A self-proclaimed “spoilt brat” attacked his mother with a piece of broken crockery in a fit of temper over a lost lottery ticket.  

George Davies, 19, cut his mother Joyce’s face with a piece of a broken coffee mug during an argument at the home they shared at Maes y March in Mold on Wednesday.

Davies, now of no fixed address, and his mother had a verbal argument that arose because of the Lotto, magistrates were told yesterday.

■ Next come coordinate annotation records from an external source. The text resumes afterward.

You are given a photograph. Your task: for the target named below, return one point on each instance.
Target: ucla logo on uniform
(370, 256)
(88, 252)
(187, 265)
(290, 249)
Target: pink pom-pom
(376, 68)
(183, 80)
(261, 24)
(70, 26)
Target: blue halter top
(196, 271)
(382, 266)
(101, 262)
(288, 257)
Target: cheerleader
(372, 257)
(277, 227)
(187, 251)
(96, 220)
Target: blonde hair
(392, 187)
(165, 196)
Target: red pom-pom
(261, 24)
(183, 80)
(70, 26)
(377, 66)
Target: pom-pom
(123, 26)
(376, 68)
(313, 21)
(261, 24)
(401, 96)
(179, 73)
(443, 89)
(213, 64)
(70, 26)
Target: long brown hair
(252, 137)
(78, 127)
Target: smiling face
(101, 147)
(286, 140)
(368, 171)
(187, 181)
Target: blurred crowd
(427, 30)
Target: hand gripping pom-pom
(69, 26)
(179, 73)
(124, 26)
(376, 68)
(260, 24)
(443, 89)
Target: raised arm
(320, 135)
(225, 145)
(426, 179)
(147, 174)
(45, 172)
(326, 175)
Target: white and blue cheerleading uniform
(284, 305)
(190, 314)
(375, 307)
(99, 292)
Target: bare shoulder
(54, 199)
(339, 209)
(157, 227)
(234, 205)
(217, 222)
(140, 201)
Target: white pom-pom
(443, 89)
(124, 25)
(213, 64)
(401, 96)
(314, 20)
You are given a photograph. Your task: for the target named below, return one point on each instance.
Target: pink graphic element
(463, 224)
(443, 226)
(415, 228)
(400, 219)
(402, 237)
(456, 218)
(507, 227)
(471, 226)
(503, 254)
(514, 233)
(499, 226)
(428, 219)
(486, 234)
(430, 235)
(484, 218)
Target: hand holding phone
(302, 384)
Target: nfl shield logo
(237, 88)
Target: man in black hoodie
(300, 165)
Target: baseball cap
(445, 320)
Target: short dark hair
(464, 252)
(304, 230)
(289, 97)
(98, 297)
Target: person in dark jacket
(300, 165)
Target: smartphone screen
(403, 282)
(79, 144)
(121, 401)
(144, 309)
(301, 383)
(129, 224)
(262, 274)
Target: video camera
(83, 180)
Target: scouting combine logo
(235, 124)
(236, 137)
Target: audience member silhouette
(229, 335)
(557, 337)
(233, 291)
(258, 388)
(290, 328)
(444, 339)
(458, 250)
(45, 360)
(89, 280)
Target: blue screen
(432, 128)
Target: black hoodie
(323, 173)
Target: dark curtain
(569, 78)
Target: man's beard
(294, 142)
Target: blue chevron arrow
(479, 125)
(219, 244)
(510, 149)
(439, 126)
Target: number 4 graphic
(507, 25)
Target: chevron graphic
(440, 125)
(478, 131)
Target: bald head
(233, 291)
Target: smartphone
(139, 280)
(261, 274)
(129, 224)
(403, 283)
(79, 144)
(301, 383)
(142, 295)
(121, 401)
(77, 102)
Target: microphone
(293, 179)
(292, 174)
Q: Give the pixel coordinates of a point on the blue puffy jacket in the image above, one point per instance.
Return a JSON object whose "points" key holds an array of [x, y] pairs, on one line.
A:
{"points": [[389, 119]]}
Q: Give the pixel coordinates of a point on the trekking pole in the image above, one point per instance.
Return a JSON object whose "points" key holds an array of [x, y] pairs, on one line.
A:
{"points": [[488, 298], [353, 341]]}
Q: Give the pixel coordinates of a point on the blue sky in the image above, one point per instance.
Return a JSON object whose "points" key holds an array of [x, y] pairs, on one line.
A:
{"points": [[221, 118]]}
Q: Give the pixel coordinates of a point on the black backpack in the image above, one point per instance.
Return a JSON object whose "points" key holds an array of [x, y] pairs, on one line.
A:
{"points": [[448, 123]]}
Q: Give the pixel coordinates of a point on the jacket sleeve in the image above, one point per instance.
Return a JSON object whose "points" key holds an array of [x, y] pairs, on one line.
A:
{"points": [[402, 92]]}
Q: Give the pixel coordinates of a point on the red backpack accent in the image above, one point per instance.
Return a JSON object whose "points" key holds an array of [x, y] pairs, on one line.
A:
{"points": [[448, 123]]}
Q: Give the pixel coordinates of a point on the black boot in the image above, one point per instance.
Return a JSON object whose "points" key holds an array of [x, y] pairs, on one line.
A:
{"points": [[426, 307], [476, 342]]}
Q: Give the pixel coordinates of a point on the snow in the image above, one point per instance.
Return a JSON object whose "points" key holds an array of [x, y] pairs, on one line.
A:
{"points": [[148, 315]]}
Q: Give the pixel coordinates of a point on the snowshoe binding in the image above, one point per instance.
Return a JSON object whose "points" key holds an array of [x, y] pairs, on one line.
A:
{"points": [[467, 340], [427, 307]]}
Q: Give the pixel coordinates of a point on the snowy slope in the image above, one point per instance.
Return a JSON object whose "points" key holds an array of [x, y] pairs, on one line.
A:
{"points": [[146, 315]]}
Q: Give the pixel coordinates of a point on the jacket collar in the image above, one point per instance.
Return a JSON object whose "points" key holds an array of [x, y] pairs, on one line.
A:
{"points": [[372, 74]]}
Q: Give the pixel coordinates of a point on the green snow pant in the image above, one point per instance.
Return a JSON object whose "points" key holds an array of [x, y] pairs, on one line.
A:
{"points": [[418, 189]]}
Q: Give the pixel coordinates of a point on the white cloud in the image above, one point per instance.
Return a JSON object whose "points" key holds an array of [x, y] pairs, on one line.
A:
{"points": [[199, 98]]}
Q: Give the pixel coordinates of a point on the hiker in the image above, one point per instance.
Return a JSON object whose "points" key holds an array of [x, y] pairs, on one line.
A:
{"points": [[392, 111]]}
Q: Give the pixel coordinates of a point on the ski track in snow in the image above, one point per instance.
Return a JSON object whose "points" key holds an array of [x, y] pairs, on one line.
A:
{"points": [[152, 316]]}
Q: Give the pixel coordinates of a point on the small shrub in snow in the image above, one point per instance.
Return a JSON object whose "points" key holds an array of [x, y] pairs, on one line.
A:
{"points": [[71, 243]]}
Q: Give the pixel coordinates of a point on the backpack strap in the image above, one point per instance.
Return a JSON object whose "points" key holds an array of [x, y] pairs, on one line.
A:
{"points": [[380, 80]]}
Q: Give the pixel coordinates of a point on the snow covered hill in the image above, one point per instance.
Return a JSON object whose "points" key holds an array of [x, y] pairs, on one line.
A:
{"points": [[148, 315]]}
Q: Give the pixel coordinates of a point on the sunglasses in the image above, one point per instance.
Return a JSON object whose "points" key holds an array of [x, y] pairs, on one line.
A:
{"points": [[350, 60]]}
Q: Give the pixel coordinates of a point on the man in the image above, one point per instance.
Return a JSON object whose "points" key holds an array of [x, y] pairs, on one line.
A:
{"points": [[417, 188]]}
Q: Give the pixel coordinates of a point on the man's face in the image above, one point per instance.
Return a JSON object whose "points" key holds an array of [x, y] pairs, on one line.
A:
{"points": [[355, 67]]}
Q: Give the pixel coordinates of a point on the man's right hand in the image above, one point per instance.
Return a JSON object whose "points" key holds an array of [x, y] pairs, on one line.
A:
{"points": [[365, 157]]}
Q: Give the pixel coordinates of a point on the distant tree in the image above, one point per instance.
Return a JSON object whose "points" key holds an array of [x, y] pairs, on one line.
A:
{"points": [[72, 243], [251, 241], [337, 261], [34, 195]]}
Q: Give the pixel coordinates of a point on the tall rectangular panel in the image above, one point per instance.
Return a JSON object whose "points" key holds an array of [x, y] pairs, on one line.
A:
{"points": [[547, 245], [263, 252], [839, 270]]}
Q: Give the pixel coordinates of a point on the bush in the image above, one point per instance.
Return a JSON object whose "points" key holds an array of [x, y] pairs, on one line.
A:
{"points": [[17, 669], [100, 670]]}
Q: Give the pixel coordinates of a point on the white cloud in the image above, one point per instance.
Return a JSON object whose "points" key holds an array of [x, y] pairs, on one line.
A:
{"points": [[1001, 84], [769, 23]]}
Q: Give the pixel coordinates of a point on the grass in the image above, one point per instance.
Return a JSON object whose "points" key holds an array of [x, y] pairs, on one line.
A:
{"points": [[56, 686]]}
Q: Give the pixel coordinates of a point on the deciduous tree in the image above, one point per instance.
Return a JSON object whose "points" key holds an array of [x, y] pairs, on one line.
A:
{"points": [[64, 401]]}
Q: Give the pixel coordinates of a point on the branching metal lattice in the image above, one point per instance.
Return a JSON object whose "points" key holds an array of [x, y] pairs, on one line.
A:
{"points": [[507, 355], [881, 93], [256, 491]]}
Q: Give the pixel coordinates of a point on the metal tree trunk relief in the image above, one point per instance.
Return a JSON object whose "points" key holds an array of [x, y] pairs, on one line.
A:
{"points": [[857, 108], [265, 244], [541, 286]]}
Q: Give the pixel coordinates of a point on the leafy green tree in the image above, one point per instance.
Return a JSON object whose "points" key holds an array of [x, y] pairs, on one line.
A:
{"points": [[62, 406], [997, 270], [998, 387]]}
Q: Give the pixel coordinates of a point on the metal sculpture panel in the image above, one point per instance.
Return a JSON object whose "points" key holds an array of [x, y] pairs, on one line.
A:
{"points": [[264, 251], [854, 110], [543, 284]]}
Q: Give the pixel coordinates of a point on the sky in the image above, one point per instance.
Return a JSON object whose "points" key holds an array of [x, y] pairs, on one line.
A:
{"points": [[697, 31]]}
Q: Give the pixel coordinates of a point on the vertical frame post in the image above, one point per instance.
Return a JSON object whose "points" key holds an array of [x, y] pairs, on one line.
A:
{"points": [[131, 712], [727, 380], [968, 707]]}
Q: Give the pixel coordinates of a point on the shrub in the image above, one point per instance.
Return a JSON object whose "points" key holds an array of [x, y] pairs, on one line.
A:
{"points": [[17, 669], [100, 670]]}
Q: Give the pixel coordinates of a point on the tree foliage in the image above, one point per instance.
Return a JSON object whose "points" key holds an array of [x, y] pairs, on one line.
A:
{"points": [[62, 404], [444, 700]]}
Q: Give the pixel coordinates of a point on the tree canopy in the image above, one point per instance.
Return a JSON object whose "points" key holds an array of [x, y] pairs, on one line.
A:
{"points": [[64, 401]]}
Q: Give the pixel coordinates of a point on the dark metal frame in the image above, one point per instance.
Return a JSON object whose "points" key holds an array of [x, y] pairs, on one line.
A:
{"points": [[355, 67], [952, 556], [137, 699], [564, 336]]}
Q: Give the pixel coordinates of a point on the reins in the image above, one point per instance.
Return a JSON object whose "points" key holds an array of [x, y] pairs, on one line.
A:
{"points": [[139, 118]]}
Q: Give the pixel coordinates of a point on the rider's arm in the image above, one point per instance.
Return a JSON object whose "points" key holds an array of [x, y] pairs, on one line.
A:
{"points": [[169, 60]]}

Justin Espie, prosecuting at Wrexham Magistrates Court, said Davies became angry and made demands of his mother which made her feel intimidated.

She left to make some coffee but Davies followed and the argument continued, with Davies striking various kitchen items before throwing a cup and a coffee jar on the floor.

Ms Davies continued making coffee, Mr Espie added, but her son approached and hit her with a “piece of broken pottery”, causing a cut to her left ear.

Davies then tried to get some tissue paper to help her but she told him to go.

He then picked his mother up, but she kicked out and went outside and asked a neighbour to call for an ambulance.

When interviewed, Davies told police he had lost his temper and become angry, but said he picked up a piece of glass to scare his mother and had not intended to
hit her.

He added he had some glass in his hand,  had “swiped” at his mother which must have caused the injury and he “felt terrible about it”. 

Davies, who appeared from custody, pleaded guilty to assault occasioning actual bodily harm.

He told probation officer Rachel Woodcock in an interview that he had argued with his mother because she could not find a lottery ticket and he felt he had won some money on it.

Davies said he was being selfish and told Miss Woodcock: “I’m a spoilt a brat.

“I should have looked for the ticket myself.”

Miss Woodcock told the court  that Davies, who had spent time in foster care earlier in his life, had anger management issues and his problems stemmed from his upbringing.

She felt there was a pattern of behaviour, as Davies had received a caution for headbutting his mother, knocking her unconscious, and his remorse prompted him to call an ambulance. 

Miss Woodcock said she would have recommended immediate custody if social services staff had not said they would assess Davies after the hearing, adding there was a duty of care to find him accommodation.

He posed a high risk of serious harm to his mother, but that would be reduced because new accommodation was being provided, magistrates heard.

Fiona Larkin, defending, said the caution was in November 2015 and there had been no other call out to the address.

Davies did not return to live with his mother, a schizophrenic, until the age of 17.

It was not clear whether Ms Davies had been on medication, Miss Larkin said, and “clearly there had been some difficulty”.

While it was not an excuse, he was in a difficult situation and Davies felt he had an issue with anger. 

It was clearly a serious offence, but there were circumstances around it relating to Davies’ issues with his mother and the fact he had been in  care since the age of 10.   

Magistrates agreed with Miss Woodcock’s suggestion of a
one-year community order with a 40 day rehabilitation activity requirement and 150 hours of unpaid work.

Davies must also pay £85 both in prosecution costs and as a surcharge.

Magistrates’ chairman Terry Eastham said the panel felt to awarding compensation would aggravate matters rather than help them.  

He told Davies: “You clearly had a difficult upbringing and we sympathise with that.

“You still have issues that you are working on and you need to develop better responses to your anger management.”

Mr Eastham took note of Davies’ guilty plea but highlighted his caution for a previous assault on his mother and said smashing a cup and using a piece of it as he had was a “very serious matter”.